Thanks for asking! I am so bad about updating! Lol she is doing well. Still awaiting for the perfect family for her. Never heard back from any of the people. 

She has learned the routine around here..and gets quite excited for feeding times! She is learning some bad habits too from Sanford.. He is a bad influence on most of the dogs that have come through here! Haha.


----------



## Karen519 (Aug 21, 2006)

*Dancer*



OnMyWay2MyDreams said:


> Thanks for asking! I am so bad about updating! Lol she is doing well. Still awaiting for the perfect family for her. Never heard back from any of the people.
> 
> She has learned the routine around here..and gets quite excited for feeding times! She is learning some bad habits too from Sanford.. He is a bad influence on most of the dogs that have come through here!

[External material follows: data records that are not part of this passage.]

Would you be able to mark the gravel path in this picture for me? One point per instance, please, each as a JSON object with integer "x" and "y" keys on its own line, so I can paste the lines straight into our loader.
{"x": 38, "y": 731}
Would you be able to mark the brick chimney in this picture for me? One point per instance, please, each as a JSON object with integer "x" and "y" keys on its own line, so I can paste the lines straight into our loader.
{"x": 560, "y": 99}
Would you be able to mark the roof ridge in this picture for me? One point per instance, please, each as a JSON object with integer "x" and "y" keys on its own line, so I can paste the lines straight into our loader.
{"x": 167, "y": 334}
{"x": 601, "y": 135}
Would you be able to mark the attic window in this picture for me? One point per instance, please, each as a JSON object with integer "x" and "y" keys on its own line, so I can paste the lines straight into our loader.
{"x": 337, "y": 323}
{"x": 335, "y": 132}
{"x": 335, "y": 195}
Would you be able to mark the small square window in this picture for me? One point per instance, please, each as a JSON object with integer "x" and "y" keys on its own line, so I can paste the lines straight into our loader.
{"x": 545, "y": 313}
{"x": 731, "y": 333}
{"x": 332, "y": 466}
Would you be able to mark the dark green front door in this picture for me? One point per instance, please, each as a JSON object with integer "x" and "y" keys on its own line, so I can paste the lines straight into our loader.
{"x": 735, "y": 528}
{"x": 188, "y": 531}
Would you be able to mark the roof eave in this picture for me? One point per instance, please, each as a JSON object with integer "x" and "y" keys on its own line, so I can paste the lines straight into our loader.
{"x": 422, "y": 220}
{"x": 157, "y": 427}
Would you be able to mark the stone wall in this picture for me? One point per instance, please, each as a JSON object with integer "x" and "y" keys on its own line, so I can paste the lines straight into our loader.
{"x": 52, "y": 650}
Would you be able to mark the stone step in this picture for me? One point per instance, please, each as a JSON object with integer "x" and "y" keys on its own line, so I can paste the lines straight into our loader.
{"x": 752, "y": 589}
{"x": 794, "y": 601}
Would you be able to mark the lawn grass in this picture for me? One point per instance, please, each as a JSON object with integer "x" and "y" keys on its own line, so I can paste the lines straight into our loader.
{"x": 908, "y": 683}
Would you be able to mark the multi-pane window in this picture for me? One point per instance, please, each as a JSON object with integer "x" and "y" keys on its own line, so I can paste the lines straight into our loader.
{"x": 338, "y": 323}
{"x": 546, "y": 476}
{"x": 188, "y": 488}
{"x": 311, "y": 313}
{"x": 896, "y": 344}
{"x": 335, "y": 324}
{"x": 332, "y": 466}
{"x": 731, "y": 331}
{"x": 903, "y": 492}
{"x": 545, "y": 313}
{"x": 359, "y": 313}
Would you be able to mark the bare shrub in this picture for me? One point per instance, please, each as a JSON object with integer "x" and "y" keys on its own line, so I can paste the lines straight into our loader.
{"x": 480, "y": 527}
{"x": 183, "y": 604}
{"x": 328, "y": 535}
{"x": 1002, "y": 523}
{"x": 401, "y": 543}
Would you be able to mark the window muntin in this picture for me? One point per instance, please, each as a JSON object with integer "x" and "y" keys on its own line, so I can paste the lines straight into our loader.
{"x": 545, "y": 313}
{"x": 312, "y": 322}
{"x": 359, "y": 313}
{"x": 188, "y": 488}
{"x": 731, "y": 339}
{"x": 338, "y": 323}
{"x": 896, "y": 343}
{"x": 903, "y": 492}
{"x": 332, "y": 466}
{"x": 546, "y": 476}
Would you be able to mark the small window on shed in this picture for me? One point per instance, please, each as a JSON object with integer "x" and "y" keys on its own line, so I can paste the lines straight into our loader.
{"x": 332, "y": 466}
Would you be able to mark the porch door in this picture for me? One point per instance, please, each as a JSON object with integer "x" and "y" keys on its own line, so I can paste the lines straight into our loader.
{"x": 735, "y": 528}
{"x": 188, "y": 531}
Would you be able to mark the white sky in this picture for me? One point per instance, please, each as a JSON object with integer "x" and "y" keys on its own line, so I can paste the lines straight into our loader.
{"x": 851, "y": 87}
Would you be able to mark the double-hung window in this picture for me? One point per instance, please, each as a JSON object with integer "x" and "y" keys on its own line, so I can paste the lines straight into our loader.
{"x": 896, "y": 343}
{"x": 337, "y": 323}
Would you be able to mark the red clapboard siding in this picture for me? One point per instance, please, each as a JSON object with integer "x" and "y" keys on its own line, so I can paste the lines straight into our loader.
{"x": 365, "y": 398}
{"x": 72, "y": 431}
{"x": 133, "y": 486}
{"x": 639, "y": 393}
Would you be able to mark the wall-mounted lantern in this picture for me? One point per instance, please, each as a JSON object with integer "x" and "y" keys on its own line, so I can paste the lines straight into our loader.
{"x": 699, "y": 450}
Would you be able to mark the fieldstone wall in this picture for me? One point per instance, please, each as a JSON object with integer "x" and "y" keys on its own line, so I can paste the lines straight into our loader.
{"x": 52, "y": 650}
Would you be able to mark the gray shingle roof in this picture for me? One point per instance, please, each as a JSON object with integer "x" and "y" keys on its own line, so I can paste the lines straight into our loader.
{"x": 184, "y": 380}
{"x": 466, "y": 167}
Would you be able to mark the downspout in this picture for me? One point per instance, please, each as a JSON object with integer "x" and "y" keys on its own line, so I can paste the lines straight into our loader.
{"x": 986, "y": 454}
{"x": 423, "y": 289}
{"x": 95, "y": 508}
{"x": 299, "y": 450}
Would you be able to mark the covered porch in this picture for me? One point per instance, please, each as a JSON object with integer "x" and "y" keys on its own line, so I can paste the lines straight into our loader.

Haha.


So glad to hear that MOLLY is doing well!!:wave:


----------



## lhowemt (Jun 28, 2013)

I bet you are pretty distracted, doing the puppy-preggers dance and all. But how is Molly doing? All healed up and nothing new?

Sent from Petguide.com Free App


----------



## OnMyWay2MyDreams (Feb 13, 2011)

Lol just a little busy you're right! Had a few people email and one person call..but nothing beyond that until yesterday when I got another email. I am hoping this one follows through, but I know when the right home comes along it will happen. She is doing pretty good. Had a weird day yesterday, was shaking and didnt want to go outside. Not sure if she was in pain or what but gave her a pain med (deramaxx) and it seemed to help. Today gave her another one and no shaking seen. She was getting quite lively when I was petting her! Lol so maybe she hurt herself somehow..she is an old gal so anything is possible. 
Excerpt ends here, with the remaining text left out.